Lua de Sangue

Coisas estranhas que fizeram com cadáveres #3

Quando morrermos, algumas lágrimas podem ser derramadas sobre os nossos corpos. Dentro de alguns dias, provavelmente seríamos enterrados ou cremados, nossa forma física reduzida a uma mera lembrança. Mas alguns de nós continuarão em nossas aventuras…

Essa nova série consta com uma coleção de histórias sobre cadáveres que evitaram tradições.

Corpo nas cavernas

Um dos trabalhos mais famosos de Charles Dickens é o romance Grandes Esperanças, em que um menino é submetido às invenções sinistras de uma noiva abandonada. A vida real tem seus próprios contos estranhos de noivas rejeitadas, incluindo o da australiana Audrey Mountford. Audrey se apaixonou por um homem canadense, e os dois planejavam se casar. No entanto, a sua união não era para acontecer. Desolada, ela deixou sua casa em Sydney, em 1969.

Mountford freqüentemente viajava e foi descrita por sua família como “volúvel”, de modo que não se preocuparam se algo estivesse errado. Acreditava-se que ela tinha ido para o exterior para se recuperar do relacionamento fracassado. No entanto, um adolescente descobriu que ela estava morta em uma caverna em Blue Mountains da Austrália em 1981. Ela usava o anel de casamento de sua mãe e cercada por vários itens como creme dental e utensílios. O corpo não pôde ser identificado, e o processo foi arquivado em 1983.

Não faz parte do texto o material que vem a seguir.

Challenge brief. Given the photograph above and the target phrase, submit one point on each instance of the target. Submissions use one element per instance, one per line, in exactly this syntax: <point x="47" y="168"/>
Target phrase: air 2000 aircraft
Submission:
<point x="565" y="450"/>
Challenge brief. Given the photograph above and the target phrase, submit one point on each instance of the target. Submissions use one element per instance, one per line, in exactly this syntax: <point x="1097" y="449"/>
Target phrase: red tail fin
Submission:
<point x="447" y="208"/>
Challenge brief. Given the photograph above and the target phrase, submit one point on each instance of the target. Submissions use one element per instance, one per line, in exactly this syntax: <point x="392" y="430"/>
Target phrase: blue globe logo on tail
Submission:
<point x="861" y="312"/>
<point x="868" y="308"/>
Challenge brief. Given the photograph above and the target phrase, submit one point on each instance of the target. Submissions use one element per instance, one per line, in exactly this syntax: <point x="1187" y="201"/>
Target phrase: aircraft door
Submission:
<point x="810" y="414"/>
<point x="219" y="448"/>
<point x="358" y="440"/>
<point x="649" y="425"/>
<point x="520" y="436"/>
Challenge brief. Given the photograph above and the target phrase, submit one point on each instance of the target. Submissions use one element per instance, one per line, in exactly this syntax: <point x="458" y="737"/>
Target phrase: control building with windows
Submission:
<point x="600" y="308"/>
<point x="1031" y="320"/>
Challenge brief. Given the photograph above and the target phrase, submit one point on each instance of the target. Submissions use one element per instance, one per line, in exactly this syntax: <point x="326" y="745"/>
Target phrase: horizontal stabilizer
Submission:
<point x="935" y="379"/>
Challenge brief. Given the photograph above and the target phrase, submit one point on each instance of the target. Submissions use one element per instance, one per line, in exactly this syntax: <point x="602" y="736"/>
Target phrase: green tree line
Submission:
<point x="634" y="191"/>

Um inquérito do legista em julho de 2009 finalmente confirmou o destino de Audrey Mountford. Sua família ficou arrasada com a notícia. Sua irmã mais nova, de 84 anos de idade Nola Stewart, tinha sido o último membro da família que viu Audrey viva. Ela disse: “Na verdade, isso me entristece mais por descobrir o que aconteceu com ela, porque eu pensei que ela estava vivendo em algum lugar e não se preocupava em entrar novamente em contato comigo. ”

 

 Alimento de robôs

 

No verão de 2009, as manchetes explodiam com contos de robôs militares sendo projetado para ingerir cadáveres humanos como fonte de alimentação. A criação macabra chamada EATR (Energeticamente Autonomous Tactical Robot) poderia operar por muito tempo sem reabastecimento por consumir qualquer biomassa disponível na região.

As empresas Cyclone Power Technologies Inc. e Robotic Technology Inc., que estão desenvolvendo os robôs, foram rápidas em apontar que a “biomassa” não seria carne humana, mas sim vegetação. A CEO da Cyclone, Harry Schoell disse: Nós entendemos completamente a preocupação do público sobre robôs futuristas que se alimentam da população humana, mas isso não é a nossa missão. Estamos focados em demonstrar que os nossos motores podem ser reutilizáveis, utilizando energia verde e matéria vegetal renovável. ”

Grande parte das forças armadas americanas está localizada nos desertos do Oriente Médio, onde há pouca ou nenhuma vegetação. Então talvez isso não os limite a fazer alguns ajustes que permitam a EATR mordiscar um cadáver ou dois, apesar do que a Convenção de Genebra possa dizer.